Read in the light of the resurrection of Jesus, through which Luke is portraying this incident, a number of things come together to teach us that Jesus is the one who is to save his people and to set them free. The allusion to the three days in the Temple is an echo of three days in the tomb. The finding of Jesus in the Temple is an allusion to the women finding the tomb empty and then encountering the Lord in his resurrected form. Jesus is found by Mary his mother in this incident in his Father’s house, which in the gospel passage is the Temple of Jerusalem, and this alludes to the heaven to which the resurrected Jesus is now located in following his ascension. But what does all this tell us about the Holy Family.

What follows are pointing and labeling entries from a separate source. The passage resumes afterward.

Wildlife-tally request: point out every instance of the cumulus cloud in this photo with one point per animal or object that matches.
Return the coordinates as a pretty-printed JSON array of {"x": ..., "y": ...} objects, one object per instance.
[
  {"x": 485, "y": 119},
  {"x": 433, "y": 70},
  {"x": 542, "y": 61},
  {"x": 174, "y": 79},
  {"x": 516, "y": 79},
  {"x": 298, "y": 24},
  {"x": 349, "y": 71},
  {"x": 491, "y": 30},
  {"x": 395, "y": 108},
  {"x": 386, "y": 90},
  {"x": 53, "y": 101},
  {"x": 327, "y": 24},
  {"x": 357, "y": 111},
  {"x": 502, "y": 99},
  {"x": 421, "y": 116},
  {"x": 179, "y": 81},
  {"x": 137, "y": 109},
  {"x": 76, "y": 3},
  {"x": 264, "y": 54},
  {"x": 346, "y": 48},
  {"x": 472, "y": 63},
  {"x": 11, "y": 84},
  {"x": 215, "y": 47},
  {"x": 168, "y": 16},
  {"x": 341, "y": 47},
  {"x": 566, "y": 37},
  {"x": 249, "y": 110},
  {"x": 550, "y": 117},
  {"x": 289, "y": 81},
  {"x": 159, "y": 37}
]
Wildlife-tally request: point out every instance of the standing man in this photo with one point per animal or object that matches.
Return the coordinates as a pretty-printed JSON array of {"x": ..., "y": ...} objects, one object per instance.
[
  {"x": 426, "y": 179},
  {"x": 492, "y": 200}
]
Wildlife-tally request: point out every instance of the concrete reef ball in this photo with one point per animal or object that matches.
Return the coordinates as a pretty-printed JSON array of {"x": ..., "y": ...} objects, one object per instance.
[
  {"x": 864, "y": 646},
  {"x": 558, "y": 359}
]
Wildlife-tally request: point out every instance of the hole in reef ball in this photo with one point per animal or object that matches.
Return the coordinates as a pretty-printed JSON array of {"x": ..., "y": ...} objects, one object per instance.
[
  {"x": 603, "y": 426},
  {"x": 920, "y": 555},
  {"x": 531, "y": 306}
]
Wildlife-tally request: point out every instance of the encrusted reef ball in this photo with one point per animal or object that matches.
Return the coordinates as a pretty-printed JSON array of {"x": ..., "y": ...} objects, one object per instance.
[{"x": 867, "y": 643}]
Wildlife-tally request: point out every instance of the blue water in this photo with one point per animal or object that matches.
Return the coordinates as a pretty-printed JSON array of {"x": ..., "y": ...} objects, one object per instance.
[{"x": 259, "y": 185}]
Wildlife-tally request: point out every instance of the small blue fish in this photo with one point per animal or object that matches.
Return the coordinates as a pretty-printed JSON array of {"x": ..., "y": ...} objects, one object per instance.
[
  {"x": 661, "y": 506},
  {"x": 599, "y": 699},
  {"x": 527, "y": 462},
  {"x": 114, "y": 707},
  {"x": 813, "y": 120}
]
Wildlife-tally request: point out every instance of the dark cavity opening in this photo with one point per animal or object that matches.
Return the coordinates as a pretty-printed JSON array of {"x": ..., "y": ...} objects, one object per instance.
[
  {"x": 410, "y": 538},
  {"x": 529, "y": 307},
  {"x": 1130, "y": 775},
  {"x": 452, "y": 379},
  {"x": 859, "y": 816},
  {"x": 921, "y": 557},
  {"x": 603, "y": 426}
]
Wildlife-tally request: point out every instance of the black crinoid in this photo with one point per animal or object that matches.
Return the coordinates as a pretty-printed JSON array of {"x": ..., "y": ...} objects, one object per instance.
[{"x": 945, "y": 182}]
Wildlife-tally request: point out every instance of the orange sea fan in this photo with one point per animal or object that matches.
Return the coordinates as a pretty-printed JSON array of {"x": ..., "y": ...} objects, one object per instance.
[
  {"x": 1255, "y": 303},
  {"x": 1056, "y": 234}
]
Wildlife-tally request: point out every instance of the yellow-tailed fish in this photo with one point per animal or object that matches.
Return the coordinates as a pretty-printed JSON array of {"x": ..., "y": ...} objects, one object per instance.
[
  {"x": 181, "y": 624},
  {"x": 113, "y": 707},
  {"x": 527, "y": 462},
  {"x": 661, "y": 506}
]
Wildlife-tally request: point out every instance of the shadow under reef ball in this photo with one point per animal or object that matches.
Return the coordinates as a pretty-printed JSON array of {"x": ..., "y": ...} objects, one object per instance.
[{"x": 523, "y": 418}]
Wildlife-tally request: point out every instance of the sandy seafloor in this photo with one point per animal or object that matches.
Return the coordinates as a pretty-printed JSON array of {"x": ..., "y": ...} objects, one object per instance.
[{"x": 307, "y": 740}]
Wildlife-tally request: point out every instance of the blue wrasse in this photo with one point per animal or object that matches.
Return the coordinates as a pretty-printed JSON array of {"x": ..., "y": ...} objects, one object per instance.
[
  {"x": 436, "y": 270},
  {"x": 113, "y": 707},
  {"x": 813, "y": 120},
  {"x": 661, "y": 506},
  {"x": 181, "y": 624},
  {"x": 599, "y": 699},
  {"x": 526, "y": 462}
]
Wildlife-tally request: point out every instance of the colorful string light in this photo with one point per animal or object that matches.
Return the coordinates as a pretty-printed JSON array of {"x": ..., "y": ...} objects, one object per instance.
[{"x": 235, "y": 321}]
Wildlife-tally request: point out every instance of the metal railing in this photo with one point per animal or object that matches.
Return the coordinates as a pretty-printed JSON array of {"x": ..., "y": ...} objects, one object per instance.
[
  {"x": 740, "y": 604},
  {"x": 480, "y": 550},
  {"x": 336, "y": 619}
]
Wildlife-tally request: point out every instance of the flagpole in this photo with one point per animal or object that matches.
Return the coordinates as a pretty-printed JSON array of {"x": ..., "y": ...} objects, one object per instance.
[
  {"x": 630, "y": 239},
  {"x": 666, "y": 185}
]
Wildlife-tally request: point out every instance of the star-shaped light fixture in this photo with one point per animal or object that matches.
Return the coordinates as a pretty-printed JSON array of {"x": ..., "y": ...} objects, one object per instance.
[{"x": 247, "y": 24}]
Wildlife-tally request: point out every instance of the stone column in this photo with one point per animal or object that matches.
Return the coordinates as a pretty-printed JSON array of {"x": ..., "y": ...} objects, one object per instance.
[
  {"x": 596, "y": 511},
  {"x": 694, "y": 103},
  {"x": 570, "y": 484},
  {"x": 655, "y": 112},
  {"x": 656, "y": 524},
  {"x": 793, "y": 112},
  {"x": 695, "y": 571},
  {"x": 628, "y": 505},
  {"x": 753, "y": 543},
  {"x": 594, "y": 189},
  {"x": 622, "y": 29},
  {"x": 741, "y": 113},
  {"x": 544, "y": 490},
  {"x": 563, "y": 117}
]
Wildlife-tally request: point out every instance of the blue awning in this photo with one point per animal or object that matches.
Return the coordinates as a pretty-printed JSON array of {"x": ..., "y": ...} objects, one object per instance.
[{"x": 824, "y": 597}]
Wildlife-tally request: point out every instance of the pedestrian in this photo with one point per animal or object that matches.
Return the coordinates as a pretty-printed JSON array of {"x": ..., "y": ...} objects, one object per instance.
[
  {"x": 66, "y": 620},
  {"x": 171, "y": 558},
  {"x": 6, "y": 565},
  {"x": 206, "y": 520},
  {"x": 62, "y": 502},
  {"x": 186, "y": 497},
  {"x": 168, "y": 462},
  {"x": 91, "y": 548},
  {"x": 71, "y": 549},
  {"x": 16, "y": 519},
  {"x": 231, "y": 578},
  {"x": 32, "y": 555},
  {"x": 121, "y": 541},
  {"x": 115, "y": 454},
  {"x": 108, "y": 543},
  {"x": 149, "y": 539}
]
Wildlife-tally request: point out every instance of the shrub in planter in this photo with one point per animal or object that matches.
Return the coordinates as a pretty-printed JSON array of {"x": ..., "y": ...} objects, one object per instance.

It tells us a number of things. First, it reveals that the Father of Jesus is God, the Father. In other words, Jesus is the Son of God. Second, it tells us that this Son of God is the one who fulfils the Jewish Law. He is the one who brings the Law of Moses to its fulfilment in the perfect offering of himself for us as a sacrifice to expiate our sins. Third, it tells us that there is a certain ambiguity in the model of the family which the Holy Family reveals. It tells us that the family to which we belong on earth is only part of the story. As children of God, sharing in the sonship of Jesus, we are adopted children, adopted that is into the family of God. This transcends our belonging to our earthly families and reveals that, we are part of the universal family of God, God’s chosen people of every tribe, race and nation. So, whilst it is natural to feel a special bond of affiliation to our earthly families, through grace we are invited to experience a bond of union with all of our brother and sisters.
This calling to belong to a larger family through grace, is the invitation of the Holy Family to enter ever more deeply into the mystery of our belonging, through adoption and not by nature, to the Holy Family, which is the Trinity. The pattern of all family belonging is given in the mystery of God revealed to us as Father, Son and Holy Spirit. The interpenetrating love of mutual indwelling in one another is what the Holy Trinity reveals to us as the ground of all family life. To feel what the other feels, to rejoice with their joy, the cry with their sorrow and to desire only their best is what we experience, if ever so faintly in those of us who have been blessed by the experiences of a good family life, and which will be brought to its fulfilment in our union with the holy family of the Blessed Trinity when our earthly pilgrimage is done.
In the name of the Father and of the Son and of the Holy Spirit. Amen.